My father would eventually receive his lobotomy in 1949, soon after Freeman visited the hospital where he was being held. Dr. Freeman’s particular technique involved inserting an instrument shaped like an ice pick through the inner corners of the eye sockets, before moving the pick back and forth within the brain, as if scrambling eggs. After the surgery, it was observed that patients were less agitated, and therefore Freeman and his converts considered the operation successful. The vast majority of patients who received lobotomies, however, were permanently brain damaged and unable to function normally. Stripped of character, mobility, and energy, they were unrecognizable when compared to their former selves.

In 1949, the same year my father was lobotomized, Dr. Moniz won the Nobel Prize in Medicine. Over the next three years, somewhere in the region of fifty thousand Americans were subjected to the lobotomy “cure.” With hindsight, it can be difficult to comprehend how so many respected medical professionals subscribed to such a brutal “solution.” But doctors and families were desperate for hope. Nothing else was working. At that time, psychiatric patients occupied 55 percent of all hospital beds in America, and over half of those patients had been residents for over five years.

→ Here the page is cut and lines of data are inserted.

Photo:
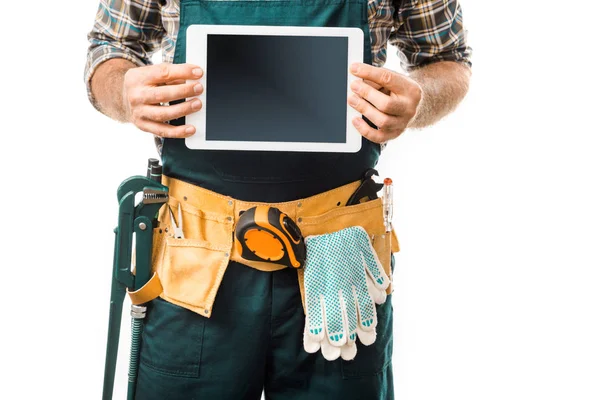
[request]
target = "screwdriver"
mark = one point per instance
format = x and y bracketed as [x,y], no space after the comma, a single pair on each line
[388,206]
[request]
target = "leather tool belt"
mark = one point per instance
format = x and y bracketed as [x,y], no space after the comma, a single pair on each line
[188,272]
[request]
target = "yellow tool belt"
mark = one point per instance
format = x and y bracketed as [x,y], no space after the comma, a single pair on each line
[188,272]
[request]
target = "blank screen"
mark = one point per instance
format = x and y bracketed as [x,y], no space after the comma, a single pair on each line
[276,88]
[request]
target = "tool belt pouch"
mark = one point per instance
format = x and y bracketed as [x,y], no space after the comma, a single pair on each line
[368,215]
[191,269]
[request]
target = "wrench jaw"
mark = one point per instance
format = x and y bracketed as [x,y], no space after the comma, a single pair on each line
[155,196]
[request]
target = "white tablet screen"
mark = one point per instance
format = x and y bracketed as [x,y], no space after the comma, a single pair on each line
[276,88]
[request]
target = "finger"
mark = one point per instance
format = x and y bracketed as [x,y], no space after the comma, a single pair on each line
[315,318]
[168,113]
[175,82]
[382,76]
[367,314]
[370,260]
[165,130]
[379,118]
[372,84]
[167,93]
[311,344]
[384,103]
[371,134]
[166,72]
[330,353]
[378,295]
[334,328]
[349,350]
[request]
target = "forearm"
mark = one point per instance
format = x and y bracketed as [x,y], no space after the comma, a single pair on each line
[444,85]
[107,88]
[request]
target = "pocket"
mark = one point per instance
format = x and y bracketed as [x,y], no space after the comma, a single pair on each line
[159,352]
[368,215]
[372,360]
[191,272]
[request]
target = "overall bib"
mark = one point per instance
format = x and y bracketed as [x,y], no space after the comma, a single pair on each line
[269,176]
[253,338]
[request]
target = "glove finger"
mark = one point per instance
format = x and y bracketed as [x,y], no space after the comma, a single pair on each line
[334,323]
[315,319]
[330,352]
[370,259]
[367,314]
[367,337]
[348,351]
[379,295]
[311,344]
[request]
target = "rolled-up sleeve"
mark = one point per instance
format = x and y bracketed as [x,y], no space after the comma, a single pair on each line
[428,31]
[128,29]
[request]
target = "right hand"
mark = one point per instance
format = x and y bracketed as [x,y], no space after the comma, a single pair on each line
[144,88]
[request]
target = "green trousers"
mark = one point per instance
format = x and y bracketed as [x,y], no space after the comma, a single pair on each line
[251,343]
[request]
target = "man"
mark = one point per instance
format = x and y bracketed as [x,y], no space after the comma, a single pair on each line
[253,340]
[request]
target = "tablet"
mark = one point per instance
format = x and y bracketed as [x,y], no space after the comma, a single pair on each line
[274,88]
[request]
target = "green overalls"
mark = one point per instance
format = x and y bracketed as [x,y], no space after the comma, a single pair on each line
[253,339]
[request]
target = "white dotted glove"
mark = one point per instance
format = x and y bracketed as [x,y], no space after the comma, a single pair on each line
[343,279]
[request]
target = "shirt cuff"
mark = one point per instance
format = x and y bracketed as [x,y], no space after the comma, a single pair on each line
[97,56]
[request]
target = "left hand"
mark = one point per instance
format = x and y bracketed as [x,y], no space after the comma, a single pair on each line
[388,99]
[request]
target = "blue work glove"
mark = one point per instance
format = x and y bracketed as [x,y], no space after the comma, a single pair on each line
[343,279]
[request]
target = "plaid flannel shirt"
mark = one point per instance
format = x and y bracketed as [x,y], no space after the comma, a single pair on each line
[424,31]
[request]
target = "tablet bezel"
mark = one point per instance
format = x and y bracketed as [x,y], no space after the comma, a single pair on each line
[196,51]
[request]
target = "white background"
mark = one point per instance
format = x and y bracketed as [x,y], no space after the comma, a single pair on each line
[497,286]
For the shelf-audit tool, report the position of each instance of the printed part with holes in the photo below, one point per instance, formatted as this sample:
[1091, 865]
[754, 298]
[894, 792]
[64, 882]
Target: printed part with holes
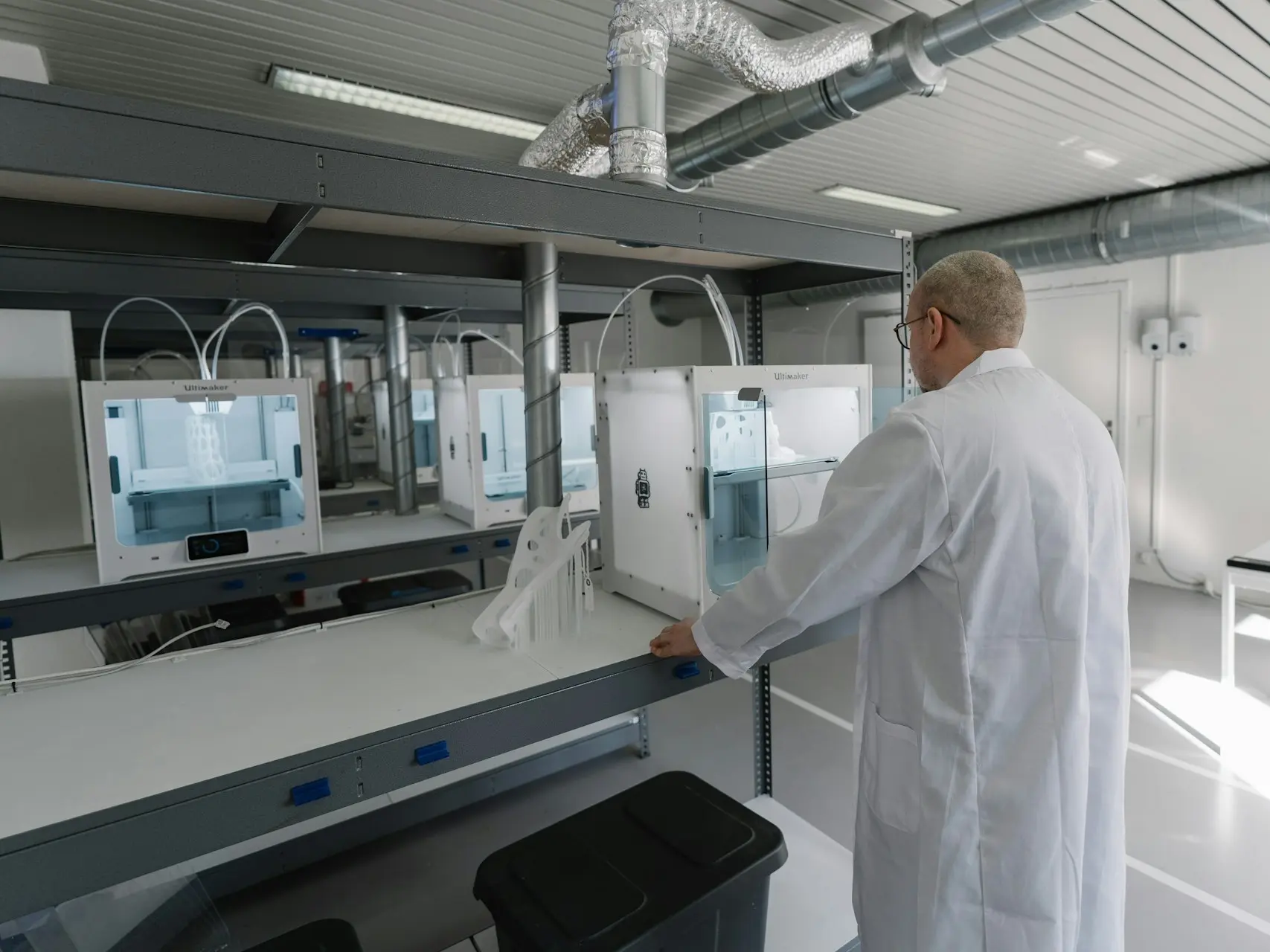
[702, 466]
[173, 460]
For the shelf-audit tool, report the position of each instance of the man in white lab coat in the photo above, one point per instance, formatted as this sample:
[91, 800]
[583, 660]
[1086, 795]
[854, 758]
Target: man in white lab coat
[984, 532]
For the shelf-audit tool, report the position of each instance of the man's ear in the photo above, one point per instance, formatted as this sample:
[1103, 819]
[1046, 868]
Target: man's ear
[936, 318]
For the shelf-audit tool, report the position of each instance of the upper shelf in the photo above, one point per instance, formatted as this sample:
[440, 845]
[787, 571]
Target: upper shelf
[298, 197]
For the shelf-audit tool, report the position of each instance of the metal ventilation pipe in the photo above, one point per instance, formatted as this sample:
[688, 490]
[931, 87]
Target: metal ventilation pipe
[641, 37]
[337, 411]
[397, 366]
[540, 298]
[911, 56]
[1184, 220]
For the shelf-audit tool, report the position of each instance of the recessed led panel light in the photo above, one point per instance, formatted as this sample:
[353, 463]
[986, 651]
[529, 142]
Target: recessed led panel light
[860, 196]
[1104, 160]
[373, 97]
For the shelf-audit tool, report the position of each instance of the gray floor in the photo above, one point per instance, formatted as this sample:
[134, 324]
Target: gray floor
[1198, 839]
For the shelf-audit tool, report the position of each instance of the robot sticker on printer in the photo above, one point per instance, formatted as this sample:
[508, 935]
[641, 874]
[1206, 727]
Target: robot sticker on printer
[643, 489]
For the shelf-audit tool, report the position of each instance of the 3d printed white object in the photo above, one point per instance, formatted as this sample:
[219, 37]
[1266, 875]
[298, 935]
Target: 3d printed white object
[548, 587]
[205, 447]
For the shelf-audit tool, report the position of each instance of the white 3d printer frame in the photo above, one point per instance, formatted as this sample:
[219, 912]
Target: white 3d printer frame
[654, 458]
[118, 562]
[461, 451]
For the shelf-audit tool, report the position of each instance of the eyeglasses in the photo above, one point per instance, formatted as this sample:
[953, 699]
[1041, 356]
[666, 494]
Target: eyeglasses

My father was no exception. In the years after he escaped from Westborough, his mental health only continued to worsen, and he bounced from hospital to hospital. After eight months at his parents’ home in Dallas, he returned to Boston in early March 1945. A few days after his arrival—medical records confirm—my father paid us a late-night visit at our home. I must have slept through events as he broke our garage window, climbed inside, and drove away in the car he had once owned. Later in the night—my mother having reported the car as stolen—he was apprehended in Boston and turned over to the Newton police, who delivered him to Westborough once more. Soon after, he was transferred to the Bridgewater State Hospital for the Criminally Insane.